Abliterating LLMs is a process that allows you to bypass the safety constraints of language models without the need for retraining. By identifying and removing a specific "refusal direction" in the model's activation space, you can make the model respond to harmful requests that it would normally refuse. Here's how it works:
First, we need to find the "refusal direction" in the model's activation space. To do this, we:
- Prepare a set of harmful and harmless instructions.
- Feed these instructions to the model and record the activations at a specific layer and position.
- Calculate the average difference between the activations for harmful and harmless instructions.
- Normalize this difference to get the "refusal direction."
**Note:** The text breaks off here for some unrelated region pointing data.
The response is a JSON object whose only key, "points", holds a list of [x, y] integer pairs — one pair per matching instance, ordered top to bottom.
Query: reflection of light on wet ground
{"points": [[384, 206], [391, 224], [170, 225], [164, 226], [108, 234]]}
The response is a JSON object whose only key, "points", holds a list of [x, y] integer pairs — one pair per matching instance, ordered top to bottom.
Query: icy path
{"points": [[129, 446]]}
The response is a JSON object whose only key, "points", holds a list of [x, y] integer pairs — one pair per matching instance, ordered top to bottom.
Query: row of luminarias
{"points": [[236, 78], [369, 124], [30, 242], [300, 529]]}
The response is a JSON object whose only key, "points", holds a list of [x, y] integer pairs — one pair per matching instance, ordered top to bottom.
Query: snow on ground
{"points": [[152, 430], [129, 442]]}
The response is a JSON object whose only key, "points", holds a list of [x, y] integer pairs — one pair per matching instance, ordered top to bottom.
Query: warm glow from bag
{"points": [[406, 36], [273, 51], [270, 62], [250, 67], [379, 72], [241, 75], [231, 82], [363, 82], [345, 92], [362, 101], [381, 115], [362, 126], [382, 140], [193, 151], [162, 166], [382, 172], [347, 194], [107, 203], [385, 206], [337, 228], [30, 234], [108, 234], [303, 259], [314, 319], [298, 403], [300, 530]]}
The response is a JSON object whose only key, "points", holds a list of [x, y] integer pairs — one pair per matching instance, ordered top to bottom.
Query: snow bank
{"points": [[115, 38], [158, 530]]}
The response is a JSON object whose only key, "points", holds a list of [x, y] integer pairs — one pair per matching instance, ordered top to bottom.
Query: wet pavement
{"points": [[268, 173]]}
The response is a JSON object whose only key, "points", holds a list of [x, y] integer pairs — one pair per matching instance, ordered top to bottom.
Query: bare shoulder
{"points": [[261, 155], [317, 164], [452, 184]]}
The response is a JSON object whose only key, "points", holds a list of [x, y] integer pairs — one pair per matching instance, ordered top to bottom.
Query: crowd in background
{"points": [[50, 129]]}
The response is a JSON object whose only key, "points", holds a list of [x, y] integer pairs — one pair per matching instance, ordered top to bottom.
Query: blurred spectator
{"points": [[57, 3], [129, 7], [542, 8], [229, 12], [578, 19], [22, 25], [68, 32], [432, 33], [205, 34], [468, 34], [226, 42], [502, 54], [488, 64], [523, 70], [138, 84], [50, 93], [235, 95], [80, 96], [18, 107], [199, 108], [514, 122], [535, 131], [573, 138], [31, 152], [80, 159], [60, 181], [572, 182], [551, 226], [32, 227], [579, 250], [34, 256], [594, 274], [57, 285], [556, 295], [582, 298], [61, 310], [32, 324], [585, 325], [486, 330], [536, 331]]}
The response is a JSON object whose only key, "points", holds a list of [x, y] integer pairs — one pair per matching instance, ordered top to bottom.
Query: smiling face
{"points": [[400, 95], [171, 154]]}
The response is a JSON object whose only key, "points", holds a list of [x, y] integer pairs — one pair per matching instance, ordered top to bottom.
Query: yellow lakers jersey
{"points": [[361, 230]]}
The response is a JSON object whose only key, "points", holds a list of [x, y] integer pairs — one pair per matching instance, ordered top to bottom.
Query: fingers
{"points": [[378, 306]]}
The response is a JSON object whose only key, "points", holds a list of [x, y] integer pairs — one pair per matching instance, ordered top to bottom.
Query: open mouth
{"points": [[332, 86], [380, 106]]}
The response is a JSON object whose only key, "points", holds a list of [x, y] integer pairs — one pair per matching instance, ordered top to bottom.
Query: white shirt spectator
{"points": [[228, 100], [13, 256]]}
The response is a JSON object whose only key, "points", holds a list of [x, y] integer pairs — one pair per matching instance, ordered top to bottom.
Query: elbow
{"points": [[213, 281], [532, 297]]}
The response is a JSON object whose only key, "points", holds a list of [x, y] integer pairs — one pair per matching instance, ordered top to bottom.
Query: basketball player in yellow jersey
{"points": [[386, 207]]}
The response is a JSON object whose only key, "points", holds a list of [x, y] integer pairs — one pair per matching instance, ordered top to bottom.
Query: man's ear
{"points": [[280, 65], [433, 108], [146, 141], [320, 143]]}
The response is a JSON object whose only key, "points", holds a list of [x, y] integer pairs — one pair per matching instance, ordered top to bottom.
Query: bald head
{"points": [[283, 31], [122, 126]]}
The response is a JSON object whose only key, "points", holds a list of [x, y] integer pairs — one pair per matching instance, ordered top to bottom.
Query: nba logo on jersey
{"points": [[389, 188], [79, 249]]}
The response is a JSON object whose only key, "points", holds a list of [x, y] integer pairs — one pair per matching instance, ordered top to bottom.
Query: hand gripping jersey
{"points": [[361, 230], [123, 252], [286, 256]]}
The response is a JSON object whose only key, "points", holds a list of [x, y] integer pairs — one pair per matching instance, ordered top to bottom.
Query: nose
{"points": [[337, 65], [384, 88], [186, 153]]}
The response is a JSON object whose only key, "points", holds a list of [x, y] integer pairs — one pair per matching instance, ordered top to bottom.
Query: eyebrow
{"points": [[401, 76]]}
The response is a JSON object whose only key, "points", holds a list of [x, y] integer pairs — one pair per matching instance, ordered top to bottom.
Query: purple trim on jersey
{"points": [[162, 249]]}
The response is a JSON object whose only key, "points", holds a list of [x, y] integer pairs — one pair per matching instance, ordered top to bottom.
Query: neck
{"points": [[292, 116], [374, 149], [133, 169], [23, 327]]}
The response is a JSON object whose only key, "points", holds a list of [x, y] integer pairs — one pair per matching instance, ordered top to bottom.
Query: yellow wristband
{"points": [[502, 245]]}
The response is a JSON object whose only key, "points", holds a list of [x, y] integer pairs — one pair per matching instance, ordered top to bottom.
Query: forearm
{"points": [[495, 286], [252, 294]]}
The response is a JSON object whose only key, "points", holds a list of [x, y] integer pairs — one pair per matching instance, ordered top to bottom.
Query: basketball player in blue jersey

Here's the code to do this:
# Prepare harmful and harmless instructions
harmful_toks = tokenize_instructions(harmful_instructions)
harmless_toks = tokenize_instructions(harmless_instructions)
# Run the model and record activations
harmful_acts = run_model(harmful_toks)
harmless_acts = run_model(harmless_toks)
# Calculate the refusal direction
layer = 14
pos = -1
harmful_mean = harmful_acts[layer][:, pos, :].mean(dim=0)
harmless_mean = harmless_acts[layer][:, pos, :].mean(dim=0)
refusal_dir = (harmful_mean - harmless_mean).normalized()
Now that we have the refusal direction, we can remove it from the model's activations during inference. This prevents the model from recognizing and refusing harmful requests.
Here's a function that removes the refusal direction from an activation:
def remove_refusal_direction(activation, refusal_dir):
projection = einops.einsum(activation, refusal_dir, 'batch hidden, hidden -> batch')
return activation - projection[:, None] * refusal_dir
We can apply this function to the model's activations at multiple layers using hooks:
def apply_hooks(model, refusal_dir):
def hook(activation, hook):
return remove_refusal_direction(activation, refusal_dir)
for layer in model.layers:
layer.register_forward_hook(hook)
Finally, we can generate responses using the modified model:
apply_hooks(model, refusal_dir)
generated_text = model.generate(harmful_instruction)
The generated text will now include responses to harmful requests that the original model would have refused.
By identifying and removing a specific direction in the model's activation space, we can make the model respond to harmful requests without the need for retraining.
This technique highlights the vulnerability of current approaches to making language models safe and aligned. It also opens up possibilities for better understanding how these models work internally.